Demo-Interactive Presentation – Business Track
Sunday, Sept 30, 2012: 11:55 AM – 12:10 PM – Demo Pavilion
← Back to Medicine X 2012 Proceedings
Despite widespread agreement on the clinical utility of family medical histories, there exists no easy-to-use tool for collecting them from, and distributing them to family members. A physician hoping for a portrait familial risk must to extract it, question by question, and is met with shoulder shrugs and wrong information. Even in the rare case of a sterling family disease history, the doctor would have to calculate why, for example, the patient’s second cousin’s first heart attack, at age 40, matters to the patient — and by how much.
23andMe solves this problem for physicians with a new, free, online family tree for patients to document their family’s history of disease. 23andMe calculates how everyone in the family, given previous diagnoses, is placed at risk for a host of diseases. The tree is “multiplayer”, so members from the same family can log-in to fill in the gaps about who really had what disease, in the process creating a canonical version of their family’s history of disease. 23andMe’s calculations are simple and informative: a doctor scans a print-out of the patient’s tree, dotted with color-coded diseases, and knows the what and why of a patient’s risk: for example, “Patient is at substantially increased risk for Type 2 Diabetes because of his uncle’s early-onset of Type 2 Diabetes at age 40”.
Check out our live, beta interface: http://www.screenr.com/fdrs, which we’re constantly improving.
For many conditions, such as heart disease, stroke, and colorectal cancer, our tree calculates if a family member is at typical risk, moderately-increased risk, or substantially-increased risk of having the condition. We base risk calculation for eight common diseases on a paper by CDC scientists (Scheuner et al. (1997)), and extend it to 26 other conditions with incidence data curated from the literature. To determine a family member’s risk for a disease, we look at how closely related they are to afflicted members, and at what age those members were diagnosed.
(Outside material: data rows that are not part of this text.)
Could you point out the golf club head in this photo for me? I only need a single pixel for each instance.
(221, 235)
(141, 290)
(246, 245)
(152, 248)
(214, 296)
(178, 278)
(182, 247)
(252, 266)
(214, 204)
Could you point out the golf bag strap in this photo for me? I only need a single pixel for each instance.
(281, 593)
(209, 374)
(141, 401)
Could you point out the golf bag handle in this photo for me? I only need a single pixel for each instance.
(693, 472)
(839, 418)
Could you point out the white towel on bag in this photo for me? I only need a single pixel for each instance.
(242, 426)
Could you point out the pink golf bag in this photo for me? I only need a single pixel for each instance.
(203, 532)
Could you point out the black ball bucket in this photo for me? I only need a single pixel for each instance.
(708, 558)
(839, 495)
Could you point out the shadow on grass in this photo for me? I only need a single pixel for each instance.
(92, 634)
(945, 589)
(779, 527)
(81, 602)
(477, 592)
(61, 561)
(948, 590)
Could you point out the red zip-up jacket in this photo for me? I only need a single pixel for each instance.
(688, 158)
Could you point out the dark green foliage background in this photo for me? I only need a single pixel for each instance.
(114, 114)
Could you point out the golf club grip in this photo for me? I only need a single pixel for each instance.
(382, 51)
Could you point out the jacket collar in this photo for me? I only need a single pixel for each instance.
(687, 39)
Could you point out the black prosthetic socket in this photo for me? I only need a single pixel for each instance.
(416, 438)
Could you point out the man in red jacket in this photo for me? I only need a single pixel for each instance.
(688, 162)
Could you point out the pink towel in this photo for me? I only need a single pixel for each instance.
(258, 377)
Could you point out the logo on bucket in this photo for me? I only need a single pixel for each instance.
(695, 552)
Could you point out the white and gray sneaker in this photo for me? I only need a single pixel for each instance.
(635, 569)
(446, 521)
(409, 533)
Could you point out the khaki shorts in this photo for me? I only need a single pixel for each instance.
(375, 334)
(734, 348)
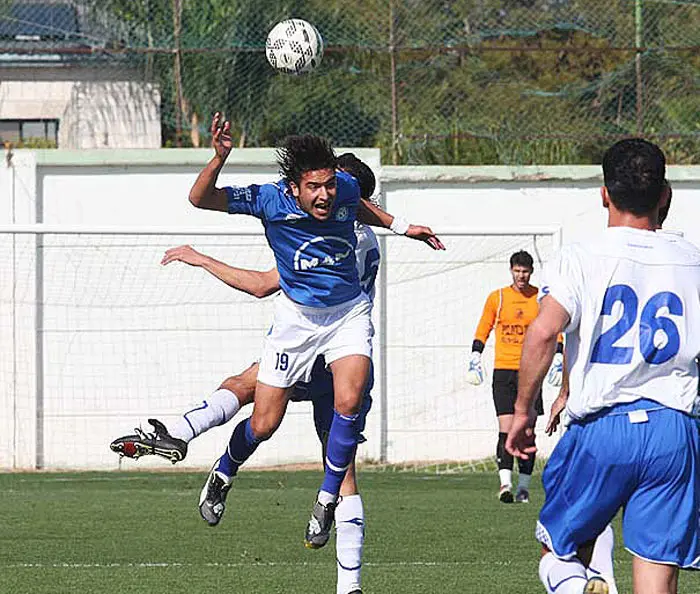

Future work: More data, more value
Most of our 10,000 beta users have been genotyped, so we could auto-construct a family tree based on shared identical-by-descent (IBD) segments between members. We could let users visually trace, through the generations, Mendelian inheritance for traits such as immunity to poison ivy, and probabilistically for more complex traits such as eye color.
Using our rules-engine, we can suggest that an individual try a kale recipe given their familial risk for type 2 diabetes. Or, from what we know of their genetics, ask them to tell their physician about their increased sensitivity to a blood-thinning drug like Warfarin. We could send reminders to an aging patient to get a colonoscopy more frequently than once every 10 years, given his family’s history of colon cancer.
Our tree can be the nerve center of a patient’s health: a network of family disease, genetic, and phenotypic information rolled into a sensible report for doctors and patients alike.